In its’ simplest form, the "Capital Stack" is the definition of one’s place in an investment. The "Capital Stack" refers to the legal organization of all of the capital placed into an investment. The Capital Stack determines who has legal rights to certain assets and income, who receives priority of payment in the event of an uncured default, and in which order each party may be repaid or given authority to take over or liquidate assets in the event of a bankruptcy.

Another way to look at it is – who has the most to lose? The Capital Stack not only defines legal rights but also is a way of assessing the risk one takes making the investment. Your place in the Capital Stack can make all the difference between a complete loss and full recovery of your investment on those rainy days when things go wrong.

The graph below show a typical Capital Stack formation in a commercial real estate deal.

Equity
Preferred Equity
Mezzanine Financing
2nd Lien Positions

1st Lien Positions

Taxes
Starting from the bottom, Taxes typically have the highest priority and in the event of a total loss, taxes would get any proceeds if any were available. This is one of the reasons that many people like to invest in tax liens because regardless of the debt, the taxes ultimately get paid or you get the asset.

Next up are 1st mortgages. If the 1st mortgage is say 60% of the investment, then the property would need to lose 40% of its value before the 1st Lien holders would sustain a loss (assuming the taxes are current). Since this type of 1st Lien is somewhat protected, the 1st lien investor usually gets the lowest overall return. (i.e. lowest risk)

As you move up the Capital Stack, each investment group is less protected, hence greater risk, hence higher return expectations. At the top, Equity has the greatest risk and hence the highest expectation.
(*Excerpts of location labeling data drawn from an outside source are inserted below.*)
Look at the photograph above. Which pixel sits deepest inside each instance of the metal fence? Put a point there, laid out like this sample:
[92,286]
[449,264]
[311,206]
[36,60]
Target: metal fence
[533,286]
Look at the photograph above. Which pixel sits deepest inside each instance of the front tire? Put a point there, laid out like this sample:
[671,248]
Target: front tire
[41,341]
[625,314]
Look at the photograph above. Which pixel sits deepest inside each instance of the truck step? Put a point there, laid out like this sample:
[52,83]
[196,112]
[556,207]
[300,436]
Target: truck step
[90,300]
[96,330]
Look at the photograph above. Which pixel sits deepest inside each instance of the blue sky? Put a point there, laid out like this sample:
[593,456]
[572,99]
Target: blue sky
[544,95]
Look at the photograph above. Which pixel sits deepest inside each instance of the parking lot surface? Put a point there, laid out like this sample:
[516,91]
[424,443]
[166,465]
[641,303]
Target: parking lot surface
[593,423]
All this seems very basic but far too often investors forget to take into account the level at which they are investing and the appropriate risk. To best highlight this I like to use a Band of Investment Approach to compare investments. Below is a simple Band of Investment analysis for a $1,000,000 property:

Investment A

Investment Class

Amount % of Investment Desired Return Cap. Rate
Allocated to Class
Equity 200,000 20% X 10% 2%
Debt 800,000 80% X 5% 4%
Indicated Capitalization Rate 6%
Now let’s look at the same investment with much less debt because the 1st Lien lender is not willing to move up to the 80% level in the Capital Stack. The resulting analysis might look like this:

Investment B

Investment Class

Amount % of Investment Desired Return Cap. Rate
Allocated to Class
Equity 500,000 50% X 10% 5%
Debt 500,000 50% X 4% 2%
Indicated Capitalization Rate 7%
As you can see, this analysis assumes that you are only interested in getting a 10% return to your invested dollars regardless of the risk. The debt has reduced the 1st lien investor’s desired return since they now have moved down the Capital Stack and reduces their risk.

The question is which is the riskier investment? A or B

Capitalization analysis would tell you that since B has a 7% cap. rate, B is the riskier investment.

A better answer might lie in the following:

Investment Class

Amount % of Investment Desired Return Cap.Rate
Allocated to Class
Equity 200,000 20% X 10% 2%
Mezz. Position 300,000 30% X 7% 2.1%
Debt 500,000 50% X 4% 2%
Indicated Capitalization Rate 6.1%

Doing a little reverse math, the above analysis would indicate that for Investment B above, as an investor, you should be willing to accept less return for Investment B because part of your investment now is represented by your Mezz. Position.

Application of the Capital Stack in Investment Decision Making require an investor to establish their risk/reward equation first. Many of the investment structures in the middle of the Capital Stack have gradations of higher return with each level of additional risk.

The Capital Stack analysis can be segregated into many different investment classes. It is important that an investor understand how conditions such as recourse debt, environmental risk, property condition, etc… impact their position in the Capital Stack. At one extreme, an investor purchasing a single family rental with full personal recourse debt represents little difference from an all cash buyer since his/her investment represent the entire Capital Stack.